El viaje de Pelosi fue noticia y provocó tensiones internacionales durante casi un mes antes de que comenzara, ya que las filtraciones de los medios revelaron que planeaba hacer una escala en Taiwán, una isla autónoma reclamada por China. La Casa Blanca se negó a respaldar el viaje, y Beijing prometió repetidamente una reacción severa, que ahora se está desarrollando en forma de ejercicios con fuego real por parte del Ejército Popular de Liberación que rodea a Taiwán, mientras Pelosi sale de la región.

Max Baucus, quien se desempeñó como embajador de Estados Unidos en China bajo el expresidente Barack Obama de 2014 a 2017, dijo semana de noticias que el viaje de Pelosi «fue un error» y «desacertado».

“En pocas palabras, la política exterior de Estados Unidos con respecto a China debería ser reducir las tensiones, no aumentarlas”, dijo Baucus. “Y la visita de Pelosi claramente aumentó la tensión entre Estados Unidos y China”.

Argumentó que el viaje también «pone a Taiwán en una situación más difícil» al lidiar con las consecuencias, no solo en el ámbito de la seguridad, sino también en la esfera económica.

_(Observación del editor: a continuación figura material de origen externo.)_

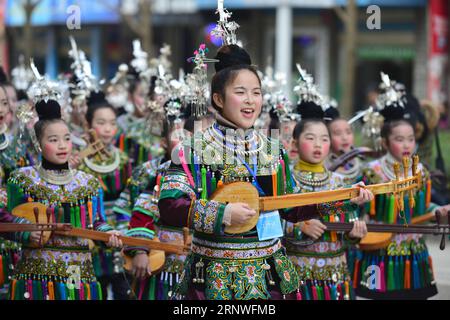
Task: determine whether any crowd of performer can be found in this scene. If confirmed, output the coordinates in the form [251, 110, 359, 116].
[0, 4, 450, 300]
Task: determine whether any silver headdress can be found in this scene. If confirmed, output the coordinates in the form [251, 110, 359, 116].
[294, 63, 330, 111]
[21, 59, 61, 153]
[375, 72, 405, 111]
[11, 55, 34, 91]
[130, 39, 150, 82]
[211, 0, 239, 45]
[186, 44, 218, 118]
[358, 72, 405, 151]
[148, 43, 172, 80]
[27, 59, 61, 104]
[106, 63, 130, 108]
[261, 66, 300, 122]
[69, 37, 99, 101]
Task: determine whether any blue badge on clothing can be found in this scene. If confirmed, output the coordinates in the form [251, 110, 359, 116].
[256, 210, 283, 241]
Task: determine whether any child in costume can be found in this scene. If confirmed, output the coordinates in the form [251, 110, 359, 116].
[0, 66, 122, 300]
[0, 67, 33, 300]
[354, 73, 448, 299]
[73, 91, 131, 300]
[124, 99, 190, 300]
[284, 65, 373, 300]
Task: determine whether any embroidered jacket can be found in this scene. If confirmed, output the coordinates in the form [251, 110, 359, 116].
[158, 124, 317, 300]
[353, 156, 437, 299]
[284, 169, 359, 300]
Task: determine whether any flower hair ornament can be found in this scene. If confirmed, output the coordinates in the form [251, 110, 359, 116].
[185, 44, 218, 118]
[211, 0, 239, 45]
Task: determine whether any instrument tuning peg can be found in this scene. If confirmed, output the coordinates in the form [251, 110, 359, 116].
[33, 207, 39, 223]
[403, 157, 409, 179]
[434, 210, 447, 250]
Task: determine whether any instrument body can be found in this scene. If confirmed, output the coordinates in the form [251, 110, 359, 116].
[12, 202, 188, 272]
[210, 166, 421, 234]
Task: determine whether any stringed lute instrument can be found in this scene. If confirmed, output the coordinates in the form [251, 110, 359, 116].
[12, 202, 189, 272]
[210, 155, 422, 234]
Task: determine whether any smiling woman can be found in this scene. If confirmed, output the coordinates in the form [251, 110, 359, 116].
[158, 44, 326, 300]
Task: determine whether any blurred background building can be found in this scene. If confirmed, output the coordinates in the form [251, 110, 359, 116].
[0, 0, 450, 114]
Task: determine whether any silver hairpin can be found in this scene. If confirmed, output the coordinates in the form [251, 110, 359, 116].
[294, 63, 330, 111]
[211, 0, 239, 45]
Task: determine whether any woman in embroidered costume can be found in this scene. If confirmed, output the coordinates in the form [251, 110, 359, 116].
[72, 91, 131, 300]
[284, 68, 373, 300]
[124, 99, 190, 300]
[0, 93, 122, 300]
[354, 74, 448, 299]
[0, 66, 33, 300]
[158, 35, 374, 300]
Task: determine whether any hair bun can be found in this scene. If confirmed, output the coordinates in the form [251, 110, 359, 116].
[324, 106, 340, 121]
[214, 44, 252, 72]
[86, 91, 109, 108]
[35, 100, 61, 121]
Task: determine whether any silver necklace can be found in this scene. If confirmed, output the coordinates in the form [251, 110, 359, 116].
[36, 164, 74, 186]
[84, 148, 120, 174]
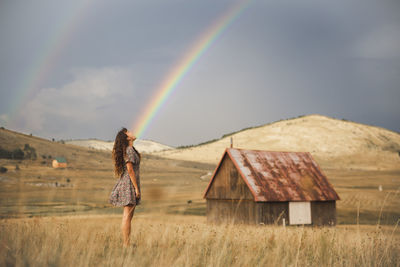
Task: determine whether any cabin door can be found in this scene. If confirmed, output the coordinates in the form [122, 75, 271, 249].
[289, 202, 311, 224]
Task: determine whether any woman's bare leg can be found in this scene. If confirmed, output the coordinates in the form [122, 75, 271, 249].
[121, 205, 136, 246]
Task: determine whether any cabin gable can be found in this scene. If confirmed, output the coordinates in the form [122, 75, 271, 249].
[205, 153, 254, 200]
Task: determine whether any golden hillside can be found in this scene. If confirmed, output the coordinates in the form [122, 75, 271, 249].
[155, 115, 400, 170]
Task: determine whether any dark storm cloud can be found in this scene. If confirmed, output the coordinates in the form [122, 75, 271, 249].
[0, 0, 400, 145]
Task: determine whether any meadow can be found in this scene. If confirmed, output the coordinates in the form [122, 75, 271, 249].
[0, 214, 400, 266]
[0, 129, 400, 266]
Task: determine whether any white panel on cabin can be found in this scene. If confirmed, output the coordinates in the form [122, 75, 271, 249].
[289, 202, 311, 224]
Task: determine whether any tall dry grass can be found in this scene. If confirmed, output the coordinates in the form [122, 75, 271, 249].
[0, 215, 400, 266]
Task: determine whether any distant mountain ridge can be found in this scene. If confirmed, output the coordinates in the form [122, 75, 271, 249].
[65, 139, 174, 153]
[155, 115, 400, 169]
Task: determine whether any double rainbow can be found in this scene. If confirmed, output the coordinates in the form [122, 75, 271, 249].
[133, 0, 252, 138]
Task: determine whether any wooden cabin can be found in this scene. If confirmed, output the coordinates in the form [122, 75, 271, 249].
[203, 148, 340, 225]
[52, 157, 67, 168]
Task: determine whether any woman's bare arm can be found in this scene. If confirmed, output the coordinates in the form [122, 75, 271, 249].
[126, 162, 140, 197]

Las maniobras militares de Beijing han ido acompañadas de una serie de restricciones comerciales contra Taipei, que cuenta con China continental como su principal socio comercial.

Cuando Baucus advirtió que el Ejército Popular de Liberación estaba realizando una «prueba para tomar potencialmente una acción militar más fuerte contra Taiwán» en el futuro, dijo que la isla se encontraba cada vez más atrapada entre los caprichos rivales de las dos naciones más poderosas del mundo.

«Tiene que poner a los taiwaneses en una posición delicada, una posición nerviosa», dijo Baucus. “Creo que Taiwán está atrapado en un vicio, con la presión de China, claramente, y ahora con más presión potencial de Estados Unidos después de la visita de Pelosi”.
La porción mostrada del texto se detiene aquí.